JESIENNA KOBIETA
Jesienna kobieta
zwisa na krawędzi
a krople spadają
do stawu zadumy
nie czuje oporu załamanej ławki
stęchlizny zionącej od skurczonej tafli
nie dostrzega światła odbitego w ważkach
swobodnego lotu uwolnionych liści
ani drzew pąsowych od rannych przymrozków
starte telomery stykają obwody
w których płynie tylko
pragnienie spokoju
nie wierzy już świętym
bo dość namącili w jej tragicznym życiu
z Antonim niestety szczęścia nie
znalazła
Krzysztof nie uchronił od zgubnych
zakrętów
a Barbara męża zabrała przed laty
w jej różaneczniku
przycięto nadzieję
a Bóg błyskawicą
wygraża sumieniu
obumarłe serce
ciągle nie chce pęknąć
by nową Różą zakwitnąć w rodzinie
ktoś inny musi dać dziewczynce duszę
pojawił się uśmiech na zbłąkanych
myślach
że ziemia nadal jest bogata w cuda
i słońce błysnęło
w zmąconym lusterku
Komentarze (44)
Dla mnie pięknie!
Pozdrawiam :)
Piękne pisanie, Anno.
I nie znacie dnia ani godziny
kiedy odmieni nie tylko los
a uczyni
że bez względu na to jak pełny jest trzos
radość w sercu będzie wieczna
Ech, spora dawka smutku.
Jesień życia też może a raczej powinna być piękna
pozdrawiam:)
Otoczona murem oczekuje jednak zmian,poddaje im
się,widzę tu delikatną nadzieję :)
Piękny...choć smutny.
pozdrawiam
Smutny bardzo wrażliwy wiersz jesli nie ma uczucia
smutne w tedy jest to życie ładnie piszesz Aniu,
pozdrawiam i dziekuję.
Poeta, to talent, wrażliwość,
elokwencja i "serce" Ty masz
to wszystko w sobie.
Miłego dnia:}
nie pękaj serce poczuj miłość iskierką nadziei
Pozdrawiam serdecznie:))
Powiało smutkiem o obumarłych sercu, które nie chce
pęknąć, być może z powodu tlącej się w nim iskierki
nadziei, że uda się jego rany wyleczyć.
Miłego dnia anno :)
W samotności znajdujemy pewien rodzaj wyciszenia, jest
to czas na łzy, na tęsknotę - na powolne rozumienie
faktów z życia..... Uczucie pielęgnuje wszelkie
niemoce przebaczenia, a i zasada wierności - ciągle
czuje się sponiewierana. We wszystkich tych aspektach
był ktoś - kto zawiódł nasze zaufanie. Jesień w życiu
symbolizuje nie tylko porę roku - to czas tej krawędzi
nad którą pojawia się zaduma i rozmyślanie. Wiersz ma
tematykę smutną ale wymowną z odrobiną nadziei.

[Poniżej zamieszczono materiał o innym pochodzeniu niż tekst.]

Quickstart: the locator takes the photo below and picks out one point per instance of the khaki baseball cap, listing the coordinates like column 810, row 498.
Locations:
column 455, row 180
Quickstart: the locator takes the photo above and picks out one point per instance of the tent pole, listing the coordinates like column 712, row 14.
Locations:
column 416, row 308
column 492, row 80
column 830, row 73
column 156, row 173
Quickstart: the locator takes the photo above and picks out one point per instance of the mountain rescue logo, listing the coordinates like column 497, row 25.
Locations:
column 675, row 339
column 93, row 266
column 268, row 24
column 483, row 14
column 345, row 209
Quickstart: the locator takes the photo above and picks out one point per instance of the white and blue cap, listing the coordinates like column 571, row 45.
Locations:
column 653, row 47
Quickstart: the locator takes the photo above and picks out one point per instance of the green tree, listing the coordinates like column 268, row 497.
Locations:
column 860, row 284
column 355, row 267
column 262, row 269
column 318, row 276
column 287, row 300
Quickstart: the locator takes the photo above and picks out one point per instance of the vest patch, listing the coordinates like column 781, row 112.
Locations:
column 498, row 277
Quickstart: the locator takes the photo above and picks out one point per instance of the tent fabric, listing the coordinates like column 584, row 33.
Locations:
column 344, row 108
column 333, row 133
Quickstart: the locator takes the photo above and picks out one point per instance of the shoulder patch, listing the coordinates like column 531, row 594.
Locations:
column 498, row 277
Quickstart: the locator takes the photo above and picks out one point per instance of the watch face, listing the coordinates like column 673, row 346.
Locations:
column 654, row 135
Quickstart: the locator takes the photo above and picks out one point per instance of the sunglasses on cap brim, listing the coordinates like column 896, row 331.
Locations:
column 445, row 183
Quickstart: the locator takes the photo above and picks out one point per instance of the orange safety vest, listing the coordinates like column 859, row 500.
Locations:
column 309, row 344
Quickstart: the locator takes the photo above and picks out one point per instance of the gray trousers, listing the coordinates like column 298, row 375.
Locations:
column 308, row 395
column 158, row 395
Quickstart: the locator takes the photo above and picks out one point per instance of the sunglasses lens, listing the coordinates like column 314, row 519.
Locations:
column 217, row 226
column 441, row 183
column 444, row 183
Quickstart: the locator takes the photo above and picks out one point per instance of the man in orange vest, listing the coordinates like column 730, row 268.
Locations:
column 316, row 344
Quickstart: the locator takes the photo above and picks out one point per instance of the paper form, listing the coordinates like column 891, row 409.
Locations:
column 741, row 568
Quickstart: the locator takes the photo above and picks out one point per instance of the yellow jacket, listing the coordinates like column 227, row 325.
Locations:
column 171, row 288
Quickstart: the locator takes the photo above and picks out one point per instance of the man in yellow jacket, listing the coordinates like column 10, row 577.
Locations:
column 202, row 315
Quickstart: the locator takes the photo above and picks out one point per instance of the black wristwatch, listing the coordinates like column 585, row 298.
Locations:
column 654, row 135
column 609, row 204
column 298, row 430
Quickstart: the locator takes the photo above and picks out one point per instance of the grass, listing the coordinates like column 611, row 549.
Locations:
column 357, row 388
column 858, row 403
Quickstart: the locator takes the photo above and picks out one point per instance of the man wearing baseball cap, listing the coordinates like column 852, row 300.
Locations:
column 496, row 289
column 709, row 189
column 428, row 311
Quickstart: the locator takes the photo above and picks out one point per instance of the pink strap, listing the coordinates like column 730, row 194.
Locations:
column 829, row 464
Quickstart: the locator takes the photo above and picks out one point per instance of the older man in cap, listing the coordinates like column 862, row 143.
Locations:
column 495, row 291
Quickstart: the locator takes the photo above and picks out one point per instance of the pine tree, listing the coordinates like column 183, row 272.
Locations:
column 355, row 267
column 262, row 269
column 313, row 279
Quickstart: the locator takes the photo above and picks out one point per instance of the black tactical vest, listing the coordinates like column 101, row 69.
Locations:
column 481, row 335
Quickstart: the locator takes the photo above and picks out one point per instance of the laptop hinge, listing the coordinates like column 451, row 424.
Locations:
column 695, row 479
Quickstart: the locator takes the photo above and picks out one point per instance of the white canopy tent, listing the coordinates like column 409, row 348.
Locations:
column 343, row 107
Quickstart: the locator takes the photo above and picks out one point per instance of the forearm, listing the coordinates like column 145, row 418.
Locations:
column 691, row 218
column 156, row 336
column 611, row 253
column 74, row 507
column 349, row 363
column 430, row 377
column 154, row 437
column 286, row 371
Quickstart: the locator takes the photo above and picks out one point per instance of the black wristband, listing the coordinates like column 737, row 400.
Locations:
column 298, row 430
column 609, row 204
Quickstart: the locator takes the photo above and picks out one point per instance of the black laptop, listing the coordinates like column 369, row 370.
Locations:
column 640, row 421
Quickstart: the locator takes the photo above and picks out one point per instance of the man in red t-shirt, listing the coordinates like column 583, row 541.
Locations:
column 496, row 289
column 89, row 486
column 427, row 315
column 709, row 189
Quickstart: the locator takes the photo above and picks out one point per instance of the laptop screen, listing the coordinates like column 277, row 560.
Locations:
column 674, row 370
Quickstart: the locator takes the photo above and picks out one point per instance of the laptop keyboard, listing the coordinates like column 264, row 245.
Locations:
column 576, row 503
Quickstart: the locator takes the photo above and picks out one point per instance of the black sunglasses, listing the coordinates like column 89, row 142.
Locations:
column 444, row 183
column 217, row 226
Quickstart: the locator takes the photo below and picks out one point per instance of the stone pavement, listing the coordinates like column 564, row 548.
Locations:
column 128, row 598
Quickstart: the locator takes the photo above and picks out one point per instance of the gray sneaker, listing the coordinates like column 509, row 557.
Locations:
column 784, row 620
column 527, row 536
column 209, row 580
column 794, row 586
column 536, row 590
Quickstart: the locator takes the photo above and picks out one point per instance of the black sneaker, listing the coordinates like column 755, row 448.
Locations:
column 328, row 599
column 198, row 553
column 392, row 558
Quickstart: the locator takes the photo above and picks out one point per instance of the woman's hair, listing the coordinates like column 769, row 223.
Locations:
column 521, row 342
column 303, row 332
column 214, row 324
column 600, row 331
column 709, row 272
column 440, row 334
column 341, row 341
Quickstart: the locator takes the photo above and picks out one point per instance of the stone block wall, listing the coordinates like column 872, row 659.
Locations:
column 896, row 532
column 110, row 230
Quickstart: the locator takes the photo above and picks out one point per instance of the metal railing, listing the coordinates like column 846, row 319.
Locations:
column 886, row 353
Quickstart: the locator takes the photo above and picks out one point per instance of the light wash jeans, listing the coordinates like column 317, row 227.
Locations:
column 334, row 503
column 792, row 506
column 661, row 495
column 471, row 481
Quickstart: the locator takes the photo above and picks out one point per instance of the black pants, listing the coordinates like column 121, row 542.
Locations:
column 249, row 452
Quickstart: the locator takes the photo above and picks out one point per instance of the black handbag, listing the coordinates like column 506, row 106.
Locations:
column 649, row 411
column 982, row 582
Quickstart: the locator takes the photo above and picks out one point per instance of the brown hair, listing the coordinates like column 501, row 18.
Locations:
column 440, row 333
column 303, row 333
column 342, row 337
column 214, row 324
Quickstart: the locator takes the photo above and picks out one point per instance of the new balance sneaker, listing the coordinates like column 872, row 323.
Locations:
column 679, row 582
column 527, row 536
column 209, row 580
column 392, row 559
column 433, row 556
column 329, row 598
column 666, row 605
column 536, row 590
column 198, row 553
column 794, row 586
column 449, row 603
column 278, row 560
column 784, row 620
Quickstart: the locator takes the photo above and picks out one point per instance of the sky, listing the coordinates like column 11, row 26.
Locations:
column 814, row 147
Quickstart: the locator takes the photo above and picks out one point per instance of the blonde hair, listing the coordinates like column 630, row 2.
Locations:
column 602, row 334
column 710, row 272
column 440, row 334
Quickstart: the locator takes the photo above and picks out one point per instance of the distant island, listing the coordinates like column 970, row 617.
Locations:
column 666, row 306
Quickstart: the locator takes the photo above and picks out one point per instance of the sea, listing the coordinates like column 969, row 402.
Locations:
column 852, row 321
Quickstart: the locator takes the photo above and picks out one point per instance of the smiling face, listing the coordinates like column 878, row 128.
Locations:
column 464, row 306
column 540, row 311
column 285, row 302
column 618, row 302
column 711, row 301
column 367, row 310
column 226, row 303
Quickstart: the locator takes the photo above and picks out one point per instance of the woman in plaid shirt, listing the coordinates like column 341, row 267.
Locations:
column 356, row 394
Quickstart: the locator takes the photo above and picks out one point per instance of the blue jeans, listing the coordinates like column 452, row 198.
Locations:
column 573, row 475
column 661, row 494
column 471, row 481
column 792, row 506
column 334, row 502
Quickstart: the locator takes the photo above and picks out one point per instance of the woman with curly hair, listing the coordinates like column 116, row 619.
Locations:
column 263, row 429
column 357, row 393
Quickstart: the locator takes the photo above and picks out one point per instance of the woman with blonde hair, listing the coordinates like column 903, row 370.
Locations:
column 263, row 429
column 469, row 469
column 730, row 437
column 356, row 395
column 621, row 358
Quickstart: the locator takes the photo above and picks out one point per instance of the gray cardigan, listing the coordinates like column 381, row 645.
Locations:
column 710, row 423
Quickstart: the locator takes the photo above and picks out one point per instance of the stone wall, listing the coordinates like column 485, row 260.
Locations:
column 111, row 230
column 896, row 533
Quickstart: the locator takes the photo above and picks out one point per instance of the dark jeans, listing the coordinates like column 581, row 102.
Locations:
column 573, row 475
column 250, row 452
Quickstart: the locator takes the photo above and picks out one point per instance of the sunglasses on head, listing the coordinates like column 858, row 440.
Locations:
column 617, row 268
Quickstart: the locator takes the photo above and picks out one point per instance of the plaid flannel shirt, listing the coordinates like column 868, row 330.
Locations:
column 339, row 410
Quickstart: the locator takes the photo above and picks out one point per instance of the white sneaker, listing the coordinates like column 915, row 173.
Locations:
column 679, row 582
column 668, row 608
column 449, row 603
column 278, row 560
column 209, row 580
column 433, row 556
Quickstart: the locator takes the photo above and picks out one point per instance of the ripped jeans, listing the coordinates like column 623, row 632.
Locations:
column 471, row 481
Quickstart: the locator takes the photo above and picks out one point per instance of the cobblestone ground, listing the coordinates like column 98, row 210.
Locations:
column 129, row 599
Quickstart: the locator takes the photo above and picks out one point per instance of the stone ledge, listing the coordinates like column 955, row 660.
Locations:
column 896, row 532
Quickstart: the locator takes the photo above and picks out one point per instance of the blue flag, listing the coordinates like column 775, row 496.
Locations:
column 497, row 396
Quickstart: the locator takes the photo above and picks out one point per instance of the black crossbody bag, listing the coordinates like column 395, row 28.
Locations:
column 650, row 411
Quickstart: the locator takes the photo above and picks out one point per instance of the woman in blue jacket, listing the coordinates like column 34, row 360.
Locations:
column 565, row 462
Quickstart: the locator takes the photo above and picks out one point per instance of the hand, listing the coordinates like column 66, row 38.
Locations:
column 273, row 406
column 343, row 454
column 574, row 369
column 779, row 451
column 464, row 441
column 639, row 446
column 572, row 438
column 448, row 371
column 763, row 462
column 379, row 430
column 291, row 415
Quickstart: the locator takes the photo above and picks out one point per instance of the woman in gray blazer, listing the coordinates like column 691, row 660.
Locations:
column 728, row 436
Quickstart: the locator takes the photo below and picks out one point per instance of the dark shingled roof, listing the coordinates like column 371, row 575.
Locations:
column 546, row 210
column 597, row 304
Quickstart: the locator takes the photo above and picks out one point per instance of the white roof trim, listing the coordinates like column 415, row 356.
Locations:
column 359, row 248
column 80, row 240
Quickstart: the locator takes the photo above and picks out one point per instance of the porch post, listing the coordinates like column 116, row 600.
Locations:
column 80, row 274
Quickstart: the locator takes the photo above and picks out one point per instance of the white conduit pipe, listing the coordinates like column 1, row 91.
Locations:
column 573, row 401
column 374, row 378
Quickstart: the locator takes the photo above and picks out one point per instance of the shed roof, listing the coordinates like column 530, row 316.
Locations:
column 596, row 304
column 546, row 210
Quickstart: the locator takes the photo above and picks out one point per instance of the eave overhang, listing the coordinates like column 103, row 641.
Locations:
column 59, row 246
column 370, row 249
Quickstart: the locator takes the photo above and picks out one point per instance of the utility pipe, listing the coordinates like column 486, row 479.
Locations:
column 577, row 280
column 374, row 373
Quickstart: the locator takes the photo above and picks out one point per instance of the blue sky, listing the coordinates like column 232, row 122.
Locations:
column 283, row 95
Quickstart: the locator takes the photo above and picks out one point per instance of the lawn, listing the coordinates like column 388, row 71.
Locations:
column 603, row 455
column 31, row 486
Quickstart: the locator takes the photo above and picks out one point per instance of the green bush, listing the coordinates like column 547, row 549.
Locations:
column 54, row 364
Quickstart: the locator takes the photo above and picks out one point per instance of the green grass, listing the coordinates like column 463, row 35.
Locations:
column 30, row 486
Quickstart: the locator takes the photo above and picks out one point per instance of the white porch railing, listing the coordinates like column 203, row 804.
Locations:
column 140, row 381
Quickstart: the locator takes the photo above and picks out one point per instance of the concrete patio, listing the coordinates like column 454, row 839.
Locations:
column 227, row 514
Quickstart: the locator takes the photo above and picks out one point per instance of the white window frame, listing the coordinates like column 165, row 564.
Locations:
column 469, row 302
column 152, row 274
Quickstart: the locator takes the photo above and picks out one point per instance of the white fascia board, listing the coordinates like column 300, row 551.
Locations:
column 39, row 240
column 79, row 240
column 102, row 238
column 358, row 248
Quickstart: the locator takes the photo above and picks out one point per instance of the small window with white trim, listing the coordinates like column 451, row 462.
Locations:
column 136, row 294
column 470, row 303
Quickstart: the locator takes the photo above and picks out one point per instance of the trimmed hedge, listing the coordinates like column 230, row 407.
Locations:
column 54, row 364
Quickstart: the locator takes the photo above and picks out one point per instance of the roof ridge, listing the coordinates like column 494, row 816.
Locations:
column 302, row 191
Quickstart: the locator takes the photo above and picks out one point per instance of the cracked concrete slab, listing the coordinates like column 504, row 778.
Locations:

Ślicznie Aniu! - pozdrawiam :)
ktoś musi dać uczucie.. by serce nie pękło ..każda
jesienna pni powinna mieć to szczęście ..
Samotność też czasem
myśli niesie świeże
życiu kradnie magię
w realia ubierze.
Witaj Aniu.Smutno mamy w sercach,może to ta jesień a
może samotnosc...pozdrawiam i dziękuję za ciepłe
słowa,ktorych bardzo potrzebuje.Pozdrawiam.